Jakarta, Kompas - Sejumlah lembaga swadaya masyarakat mengajukan judicial review ke Mahkamah Agung terhadap Peraturan Menteri Pendidikan Nasional Nomor 2 Tahun 2008 tentang Buku. Pertimbangannya, peraturan tersebut melegalkan pemerintah melepaskan tanggung jawabnya dalam penyediaan buku gratis.
Pengajuan judical review atau uji materi itu dilakukan 11 lembaga swadaya masyarakat peduli pendidikan yang tergabung dalam Kelompok Independen untuk Advokasi Buku (KITAB).
Fitriani Sunarto, Koordinator KITAB, di Jakarta, Rabu (4/6), mengatakan, memang pemerintah melakukan hal yang baik dengan membeli hak cipta buku lalu meng-upload di internet yang bisa diakses siapa saja untuk dipakai sebagai sumber belajar.
”Kebijakan ini menjamin tersedianya buku teks pelajaran secara murah. Padahal, dalam pendidikan dasar, pendidikan itu gratis, termasuk dalam penyediaan buku teks pelajaran,” kata Fitriani. ”Ini bukti bahwa pemerintah melepaskan tanggung jawabnya secara perlahan-lahan dalam pelaksanaan pendidikan dasar gratis berkualitas,” ujarnya.
Peraturan ini juga dinilai melegalkan intervensi penguasa, seperti Kejaksaan Agung yang bisa melarang peredaran buku. Padahal, penerbit buku menerbitkan dan memasarkan buku-buku teks pelajaran yang sudah lulus dari penilaian Badan Standar Nasional Pendidikan.
Selain itu, peraturan ini juga membolehkan guru, sekolah, dan dinas pendidikan menjual buku-buku yang hak ciptanya sudah dibeli pemerintah.
Tidak tepat
Ade Irawan, Koordinator Monitoring Pelayanan Publik Indonesia Corruption Watch (ICW), menilai kebijakan pemerintah yang gencar membeli hak cipta buku teks pelajaran itu dalam rangka menyediakan buku murah justru tidak tepat.
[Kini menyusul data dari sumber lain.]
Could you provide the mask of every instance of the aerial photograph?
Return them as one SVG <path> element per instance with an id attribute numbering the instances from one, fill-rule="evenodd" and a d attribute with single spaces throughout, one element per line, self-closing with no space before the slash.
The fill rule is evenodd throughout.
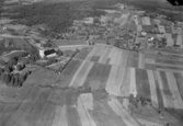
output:
<path id="1" fill-rule="evenodd" d="M 182 0 L 0 0 L 0 126 L 183 126 Z"/>

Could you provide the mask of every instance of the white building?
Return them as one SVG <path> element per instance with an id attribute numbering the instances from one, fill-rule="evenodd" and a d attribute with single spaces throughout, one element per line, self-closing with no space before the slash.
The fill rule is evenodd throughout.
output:
<path id="1" fill-rule="evenodd" d="M 57 53 L 56 53 L 55 49 L 45 50 L 45 49 L 41 48 L 39 49 L 39 56 L 41 56 L 41 58 L 44 58 L 44 57 L 50 58 L 50 57 L 56 57 Z"/>

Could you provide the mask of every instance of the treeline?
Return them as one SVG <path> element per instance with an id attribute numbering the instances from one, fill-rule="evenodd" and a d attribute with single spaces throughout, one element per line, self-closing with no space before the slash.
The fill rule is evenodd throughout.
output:
<path id="1" fill-rule="evenodd" d="M 36 24 L 46 24 L 53 32 L 64 33 L 73 23 L 73 20 L 93 15 L 102 15 L 104 12 L 96 9 L 80 10 L 81 5 L 69 2 L 64 3 L 34 3 L 27 5 L 19 5 L 12 9 L 14 15 L 20 23 L 32 26 Z"/>
<path id="2" fill-rule="evenodd" d="M 0 60 L 0 65 L 4 66 L 0 67 L 0 80 L 3 81 L 7 85 L 10 87 L 22 87 L 23 82 L 26 80 L 27 76 L 31 71 L 26 71 L 24 73 L 14 73 L 13 70 L 21 71 L 25 68 L 25 64 L 19 64 L 20 59 L 27 54 L 22 54 L 19 57 L 11 58 L 8 62 Z"/>
<path id="3" fill-rule="evenodd" d="M 27 49 L 27 53 L 13 56 L 8 62 L 0 60 L 0 81 L 9 87 L 22 87 L 26 78 L 32 73 L 31 70 L 14 73 L 14 70 L 21 71 L 26 65 L 34 65 L 39 59 L 38 50 L 35 47 Z"/>

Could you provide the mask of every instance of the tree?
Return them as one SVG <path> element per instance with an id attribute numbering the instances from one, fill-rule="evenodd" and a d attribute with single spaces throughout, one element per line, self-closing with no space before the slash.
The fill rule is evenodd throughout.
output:
<path id="1" fill-rule="evenodd" d="M 3 69 L 0 67 L 0 76 L 2 75 L 2 72 L 3 72 Z"/>
<path id="2" fill-rule="evenodd" d="M 11 81 L 10 73 L 7 73 L 7 75 L 4 76 L 3 81 L 4 81 L 5 84 L 9 84 L 9 83 L 10 83 L 10 81 Z"/>
<path id="3" fill-rule="evenodd" d="M 4 71 L 9 73 L 9 72 L 12 72 L 13 69 L 10 66 L 5 66 Z"/>

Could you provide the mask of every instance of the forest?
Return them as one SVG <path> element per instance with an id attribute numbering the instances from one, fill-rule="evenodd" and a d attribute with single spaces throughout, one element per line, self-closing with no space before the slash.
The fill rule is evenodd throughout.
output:
<path id="1" fill-rule="evenodd" d="M 64 3 L 34 3 L 27 5 L 18 5 L 11 10 L 15 19 L 21 23 L 32 26 L 36 24 L 46 24 L 53 32 L 64 33 L 73 23 L 88 16 L 100 16 L 105 14 L 99 11 L 90 3 L 85 2 L 64 2 Z"/>

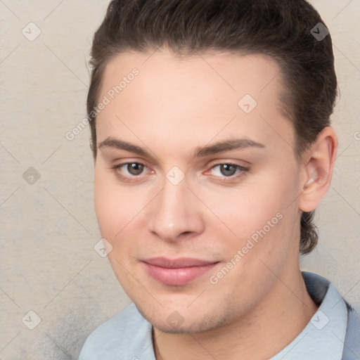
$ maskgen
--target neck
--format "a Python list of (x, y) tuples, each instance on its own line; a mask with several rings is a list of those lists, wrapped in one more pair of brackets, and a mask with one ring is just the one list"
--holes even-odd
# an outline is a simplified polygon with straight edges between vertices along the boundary
[(154, 328), (156, 359), (269, 359), (301, 333), (317, 309), (297, 268), (278, 278), (260, 303), (233, 323), (193, 334), (170, 334)]

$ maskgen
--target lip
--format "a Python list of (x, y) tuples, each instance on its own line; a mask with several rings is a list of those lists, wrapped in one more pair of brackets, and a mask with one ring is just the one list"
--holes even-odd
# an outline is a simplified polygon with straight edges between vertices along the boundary
[(218, 262), (190, 257), (152, 257), (143, 260), (150, 276), (164, 285), (181, 286), (191, 283), (212, 269)]

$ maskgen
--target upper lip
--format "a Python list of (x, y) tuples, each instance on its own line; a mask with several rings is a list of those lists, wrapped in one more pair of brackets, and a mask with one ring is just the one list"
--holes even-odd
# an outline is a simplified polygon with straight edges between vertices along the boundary
[(192, 257), (178, 257), (177, 259), (167, 259), (167, 257), (151, 257), (143, 260), (143, 262), (154, 265), (155, 266), (165, 267), (169, 269), (179, 269), (191, 266), (202, 266), (216, 264), (218, 262), (202, 260)]

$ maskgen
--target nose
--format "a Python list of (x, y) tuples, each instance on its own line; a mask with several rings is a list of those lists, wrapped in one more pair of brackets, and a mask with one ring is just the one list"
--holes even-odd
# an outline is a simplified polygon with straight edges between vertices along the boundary
[(162, 191), (149, 209), (150, 231), (167, 241), (193, 238), (204, 230), (202, 204), (186, 180), (174, 185), (165, 179)]

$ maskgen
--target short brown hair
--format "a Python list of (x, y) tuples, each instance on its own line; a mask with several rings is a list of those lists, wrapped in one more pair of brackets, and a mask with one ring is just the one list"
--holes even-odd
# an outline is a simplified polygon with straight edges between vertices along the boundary
[[(321, 22), (322, 27), (316, 27)], [(337, 79), (330, 34), (313, 36), (324, 27), (305, 0), (114, 0), (95, 33), (87, 98), (91, 145), (96, 157), (96, 115), (105, 65), (126, 51), (166, 47), (186, 56), (207, 51), (270, 56), (283, 79), (283, 110), (297, 135), (299, 158), (330, 125)], [(326, 30), (327, 31), (327, 30)], [(316, 245), (314, 211), (302, 214), (301, 254)]]

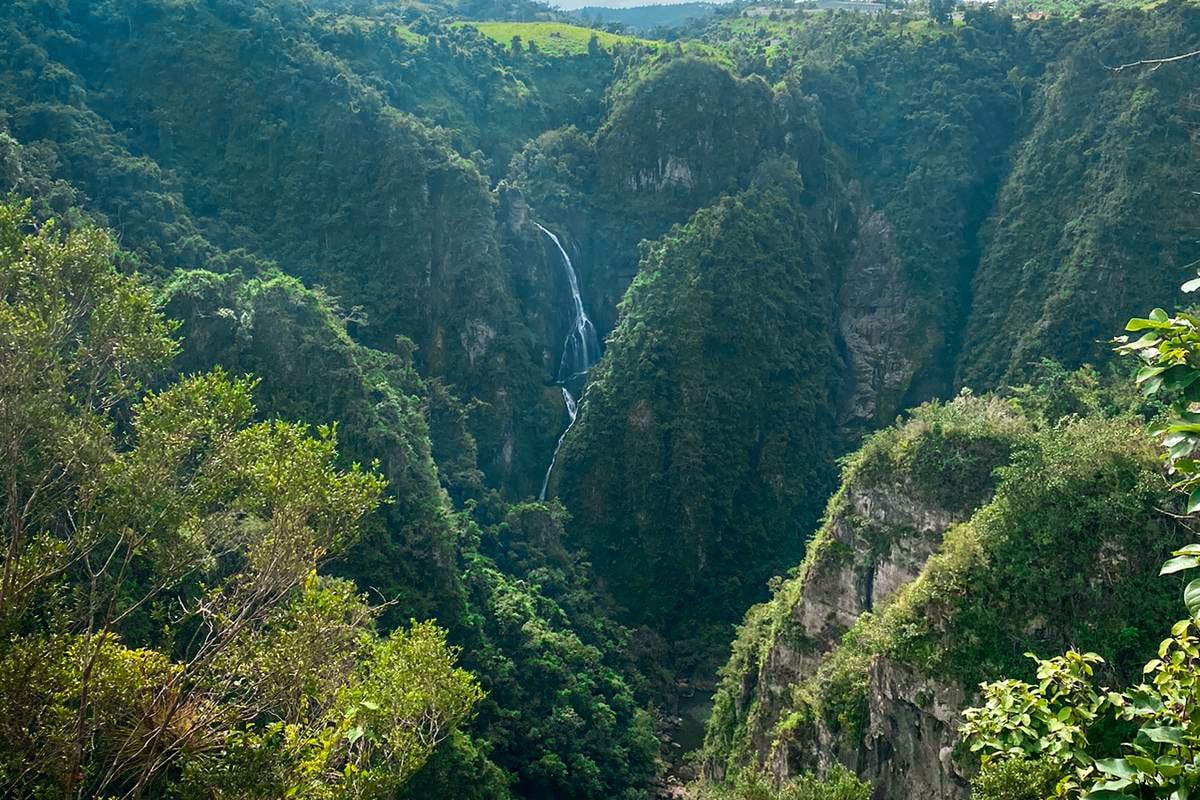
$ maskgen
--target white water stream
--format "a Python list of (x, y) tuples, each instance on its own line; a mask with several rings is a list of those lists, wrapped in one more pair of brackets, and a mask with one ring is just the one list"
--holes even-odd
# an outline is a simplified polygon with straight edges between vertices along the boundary
[(563, 357), (558, 361), (558, 374), (554, 375), (554, 381), (563, 390), (568, 423), (562, 435), (558, 437), (558, 444), (554, 445), (554, 455), (550, 459), (550, 467), (546, 468), (546, 477), (542, 480), (541, 492), (538, 494), (539, 500), (545, 500), (546, 489), (550, 488), (550, 475), (554, 471), (554, 462), (558, 461), (558, 451), (562, 449), (563, 440), (566, 439), (566, 434), (580, 415), (578, 399), (571, 395), (568, 384), (582, 379), (587, 375), (588, 369), (595, 365), (600, 357), (600, 339), (596, 337), (595, 326), (588, 319), (588, 312), (583, 309), (583, 297), (580, 295), (580, 278), (575, 273), (575, 265), (571, 264), (571, 257), (566, 254), (566, 248), (563, 247), (563, 242), (558, 240), (558, 236), (536, 222), (534, 224), (538, 225), (538, 230), (544, 233), (550, 241), (554, 242), (554, 247), (558, 249), (558, 254), (563, 261), (563, 269), (566, 271), (568, 285), (571, 288), (571, 327), (566, 335), (566, 341), (563, 343)]

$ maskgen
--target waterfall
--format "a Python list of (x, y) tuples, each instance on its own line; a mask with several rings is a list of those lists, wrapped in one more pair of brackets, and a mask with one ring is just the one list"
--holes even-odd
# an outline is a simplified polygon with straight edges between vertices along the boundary
[(568, 422), (563, 433), (558, 437), (558, 444), (554, 445), (554, 455), (551, 456), (550, 467), (546, 468), (546, 477), (541, 482), (541, 492), (538, 494), (539, 500), (545, 500), (546, 489), (550, 488), (550, 475), (554, 471), (554, 462), (558, 461), (558, 451), (562, 449), (566, 434), (570, 433), (571, 426), (575, 425), (575, 420), (580, 415), (578, 401), (571, 393), (570, 384), (578, 381), (578, 391), (582, 393), (582, 379), (600, 357), (600, 339), (596, 337), (595, 326), (588, 319), (588, 312), (583, 309), (583, 296), (580, 294), (580, 278), (575, 275), (575, 266), (571, 264), (571, 257), (566, 254), (566, 248), (563, 247), (563, 242), (558, 240), (558, 236), (536, 222), (534, 224), (538, 225), (538, 230), (544, 233), (550, 241), (554, 242), (554, 247), (558, 249), (563, 263), (563, 270), (566, 272), (566, 283), (571, 289), (571, 326), (566, 335), (566, 341), (563, 342), (563, 357), (558, 360), (558, 373), (554, 375), (554, 383), (563, 390), (563, 403), (566, 405)]

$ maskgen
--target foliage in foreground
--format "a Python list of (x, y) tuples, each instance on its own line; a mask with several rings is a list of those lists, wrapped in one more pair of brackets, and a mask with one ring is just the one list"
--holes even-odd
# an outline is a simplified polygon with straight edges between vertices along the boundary
[(144, 387), (169, 324), (112, 240), (0, 205), (7, 796), (391, 796), (481, 698), (432, 624), (317, 567), (384, 488), (220, 371)]
[[(1200, 279), (1183, 285), (1200, 289)], [(1169, 420), (1156, 431), (1163, 437), (1175, 488), (1188, 493), (1188, 513), (1200, 510), (1200, 465), (1193, 453), (1200, 444), (1200, 319), (1180, 312), (1170, 317), (1156, 308), (1148, 318), (1133, 319), (1127, 330), (1144, 331), (1130, 342), (1118, 339), (1118, 351), (1144, 362), (1138, 383), (1146, 396), (1171, 402)], [(1200, 545), (1174, 553), (1160, 573), (1174, 575), (1200, 566)], [(1158, 657), (1142, 668), (1144, 682), (1114, 691), (1093, 680), (1103, 663), (1094, 652), (1068, 651), (1038, 658), (1037, 684), (1001, 680), (982, 685), (984, 704), (968, 709), (964, 739), (983, 757), (977, 784), (982, 794), (1003, 796), (997, 769), (1006, 764), (1014, 781), (1028, 784), (1030, 764), (1054, 768), (1060, 780), (1049, 795), (1082, 800), (1171, 798), (1187, 800), (1200, 782), (1200, 579), (1183, 590), (1188, 616), (1171, 626), (1158, 648)], [(1096, 732), (1110, 720), (1135, 730), (1120, 751), (1097, 746)], [(1102, 752), (1103, 751), (1103, 752)], [(1097, 758), (1104, 756), (1104, 758)], [(1013, 769), (1013, 764), (1021, 765)], [(998, 766), (997, 766), (998, 765)]]
[(743, 772), (726, 784), (702, 786), (697, 800), (869, 800), (871, 784), (841, 764), (823, 778), (802, 775), (778, 783), (757, 772)]

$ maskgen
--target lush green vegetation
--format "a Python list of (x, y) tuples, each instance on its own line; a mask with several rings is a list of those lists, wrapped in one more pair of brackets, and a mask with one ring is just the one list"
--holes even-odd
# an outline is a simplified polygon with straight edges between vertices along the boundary
[(617, 36), (602, 30), (580, 28), (566, 23), (473, 23), (480, 34), (517, 50), (532, 49), (546, 55), (580, 55), (598, 48), (612, 49), (614, 44), (656, 47), (647, 40)]
[(1200, 255), (1200, 59), (1105, 66), (1200, 10), (1064, 16), (4, 4), (0, 793), (646, 798), (738, 619), (706, 800), (965, 792), (863, 736), (1133, 680), (1195, 421), (1164, 479), (1102, 342)]
[(316, 569), (383, 477), (253, 421), (114, 247), (0, 206), (0, 782), (12, 796), (390, 796), (482, 697), (432, 624)]
[[(1200, 279), (1183, 285), (1184, 291), (1198, 288)], [(1138, 383), (1147, 396), (1174, 401), (1160, 429), (1171, 473), (1178, 476), (1175, 488), (1188, 495), (1188, 513), (1200, 509), (1200, 470), (1192, 458), (1200, 444), (1192, 389), (1200, 377), (1198, 325), (1200, 320), (1192, 314), (1181, 312), (1172, 318), (1156, 308), (1148, 318), (1129, 321), (1127, 330), (1145, 333), (1135, 342), (1121, 337), (1118, 348), (1145, 362)], [(1181, 547), (1172, 557), (1160, 575), (1200, 566), (1200, 545)], [(1142, 667), (1142, 682), (1123, 692), (1096, 686), (1096, 667), (1104, 664), (1104, 658), (1074, 649), (1045, 660), (1026, 654), (1037, 663), (1037, 685), (1013, 679), (983, 684), (984, 703), (967, 709), (962, 726), (971, 751), (983, 756), (979, 793), (1002, 796), (1013, 792), (1013, 784), (1040, 784), (1042, 798), (1187, 795), (1195, 782), (1193, 753), (1200, 742), (1190, 714), (1200, 660), (1195, 644), (1200, 579), (1183, 589), (1183, 604), (1188, 616), (1171, 626), (1170, 637), (1158, 645), (1158, 657)], [(1111, 753), (1096, 734), (1112, 718), (1129, 723), (1130, 740), (1117, 754), (1097, 758)], [(1044, 777), (1030, 780), (1032, 774), (1045, 771), (1061, 777), (1052, 786)]]
[(703, 636), (799, 558), (830, 482), (818, 258), (786, 162), (646, 251), (559, 487), (630, 619)]

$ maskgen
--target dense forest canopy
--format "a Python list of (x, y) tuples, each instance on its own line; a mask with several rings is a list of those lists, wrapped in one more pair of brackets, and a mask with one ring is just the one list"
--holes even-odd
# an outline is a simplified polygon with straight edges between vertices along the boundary
[(0, 5), (0, 794), (1186, 800), (1196, 52)]

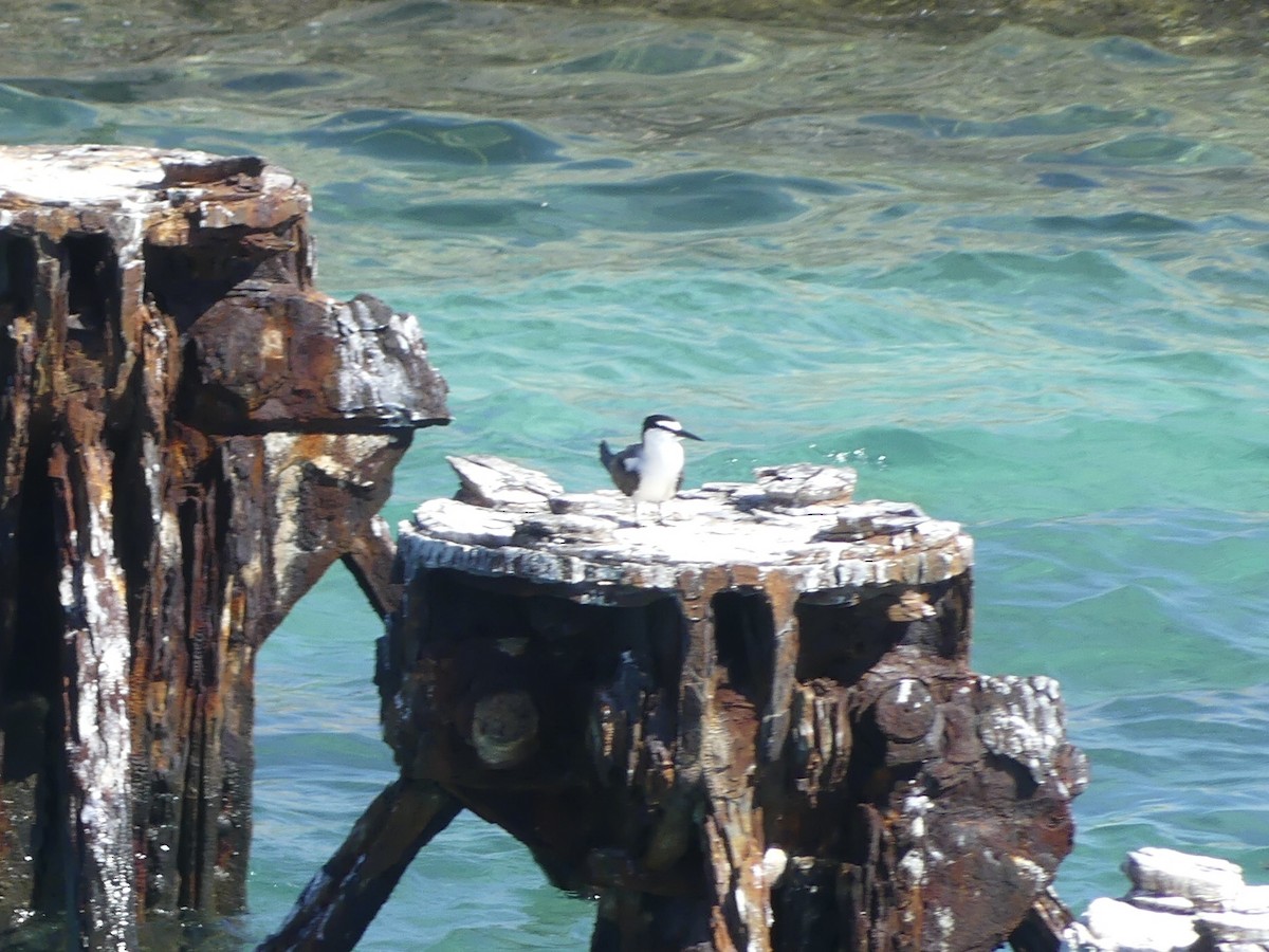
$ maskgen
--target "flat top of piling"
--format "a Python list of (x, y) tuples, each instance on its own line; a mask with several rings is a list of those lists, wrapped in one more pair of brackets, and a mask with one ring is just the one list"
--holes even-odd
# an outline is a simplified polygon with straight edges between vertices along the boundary
[(4, 146), (0, 197), (36, 203), (152, 201), (165, 189), (260, 176), (265, 170), (278, 178), (275, 184), (293, 184), (287, 173), (255, 156), (137, 146)]
[[(420, 505), (401, 524), (414, 569), (454, 569), (539, 583), (681, 589), (711, 569), (737, 585), (779, 572), (801, 592), (943, 581), (968, 570), (973, 542), (911, 503), (853, 500), (855, 472), (760, 467), (755, 482), (711, 482), (664, 506), (615, 490), (565, 493), (496, 457), (453, 457), (456, 499)], [(742, 581), (742, 580), (749, 581)]]

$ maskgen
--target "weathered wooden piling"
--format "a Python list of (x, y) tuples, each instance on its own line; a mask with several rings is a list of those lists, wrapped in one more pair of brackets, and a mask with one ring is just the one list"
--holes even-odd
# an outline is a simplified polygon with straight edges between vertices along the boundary
[(0, 939), (241, 909), (255, 651), (336, 559), (396, 599), (444, 382), (312, 287), (308, 211), (255, 157), (0, 149)]
[[(1085, 762), (1055, 682), (970, 670), (957, 524), (851, 501), (850, 470), (634, 526), (614, 493), (452, 462), (381, 642), (402, 778), (268, 948), (350, 947), (386, 896), (364, 871), (395, 882), (459, 807), (599, 897), (596, 952), (1057, 948)], [(390, 831), (401, 790), (430, 807)]]

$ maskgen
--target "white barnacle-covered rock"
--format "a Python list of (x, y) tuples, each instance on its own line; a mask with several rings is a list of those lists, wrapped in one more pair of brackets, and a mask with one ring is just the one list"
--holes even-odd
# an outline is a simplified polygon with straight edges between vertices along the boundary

Pasalnya, buku teks pelajaran itu penyediaannya menjadi tanggung jawab pemerintah.
”Terutama untuk buku teks wajib, seharusnya pemerintah menyediakan secara gratis. Ini masyarakat yang harus mencari sendiri,” kata Ade.
Menurut Ade, yang justru perlu dilakukan adalah menambah jumlah bantuan operasional sekolah (BOS) buku sehingga buku teks wajib bisa tersedia secara gratis di sekolah. Cara ini juga menghargai otonomi sekolah karena sekolah tidak dipaksa untuk memakai buku-buku tertentu.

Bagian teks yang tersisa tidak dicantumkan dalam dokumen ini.